Guinness Nigeria has announced its first quarter results for the period ended September 30, 2017 with increased revenue, gaining 30 per cent and bringing its earnings to N29.9 billion from N23 billion reported in first quarter of 2016.
The results reflect continued growth within the Spirits business as well as benefit of an expanding portfolio, however this was against the backdrop of lapping the inventory reduction last year.
The multinational breweries company migrated from a loss of N2.2 billion to N41.4 million in first quarter results of 2017.
The results, released to the Nigerian Stock Exchange (NSE), also saw the company’s marketing expenses increase by 12per cent indicating continued investment behind its brands, administrative expenses were reduced by 17per cent driven by the organisation’s Productivity agenda.
The company has put in place these processes and changes as part of its strategy to drive efficiency which will help position it for more sustainable growth.
Commenting on the quarter one results, Managing Director/CEO, Guinness Nigeria Plc, Peter Ndegwa said, “Although trading conditions continue to be difficult, we delivered a credible performance with a Net Sales growth of 30per cent for the quarter.
“This was against the backdrop of changes in commercial footprint in the prior year as well as benefit of an expanding portfolio. We also continue to see value from our focus on Productivity in areas like sales as we empower our teams for success on the frontline as well as driving efficiency in logistics. This has released resources that we are able to re-invest behind our brands.’
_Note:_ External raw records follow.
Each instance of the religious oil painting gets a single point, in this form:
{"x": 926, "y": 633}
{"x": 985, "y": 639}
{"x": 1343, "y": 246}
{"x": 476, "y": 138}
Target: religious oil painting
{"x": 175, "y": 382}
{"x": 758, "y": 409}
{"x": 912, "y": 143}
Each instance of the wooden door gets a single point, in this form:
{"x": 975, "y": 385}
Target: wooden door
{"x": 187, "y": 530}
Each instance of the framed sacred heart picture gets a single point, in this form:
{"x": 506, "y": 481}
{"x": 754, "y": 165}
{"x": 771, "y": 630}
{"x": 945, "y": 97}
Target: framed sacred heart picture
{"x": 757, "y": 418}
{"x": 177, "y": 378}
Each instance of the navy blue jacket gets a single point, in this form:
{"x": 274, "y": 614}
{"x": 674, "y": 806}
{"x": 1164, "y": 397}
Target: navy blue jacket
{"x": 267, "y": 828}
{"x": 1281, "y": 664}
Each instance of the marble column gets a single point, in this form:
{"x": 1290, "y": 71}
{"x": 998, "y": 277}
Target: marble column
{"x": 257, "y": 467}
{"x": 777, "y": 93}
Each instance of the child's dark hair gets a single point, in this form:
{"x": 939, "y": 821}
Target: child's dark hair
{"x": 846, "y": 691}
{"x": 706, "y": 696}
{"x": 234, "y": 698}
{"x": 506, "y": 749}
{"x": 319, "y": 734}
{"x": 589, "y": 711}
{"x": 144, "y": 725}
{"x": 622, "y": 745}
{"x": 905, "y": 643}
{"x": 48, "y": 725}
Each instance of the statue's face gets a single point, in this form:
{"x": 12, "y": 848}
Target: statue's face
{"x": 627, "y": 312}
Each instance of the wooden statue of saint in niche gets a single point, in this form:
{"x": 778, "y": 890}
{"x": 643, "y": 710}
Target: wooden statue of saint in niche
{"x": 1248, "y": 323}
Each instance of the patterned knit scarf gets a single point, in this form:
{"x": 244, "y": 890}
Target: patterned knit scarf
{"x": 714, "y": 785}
Ndegwa added, “A critical part of our strategy is to expand our portfolio and as we continue to innovate with the introduction of new brands and formats, our spending on A&P is critical to driving growth not just for our innovation brands but also for our core brands like Guinness and Malta Guinness.”
In January 2017, Guinness Nigeria received approval from its shareholders to raise 40billion naira from existing shareholders via a Rights Issue offering five new shares for every 11 held, at 58 naira each. The exercise which was successfully concluded at the end of August was 116 percent subscribed.
Ndegwa said, “The funds raised from the Rights Issue will be used to reduce the level of borrowings and consequently our funding cost. In particular we have used the funds to reduce our foreign currency loan by 60% which in turn will reduce the foreign currency volatility on our balance sheet.”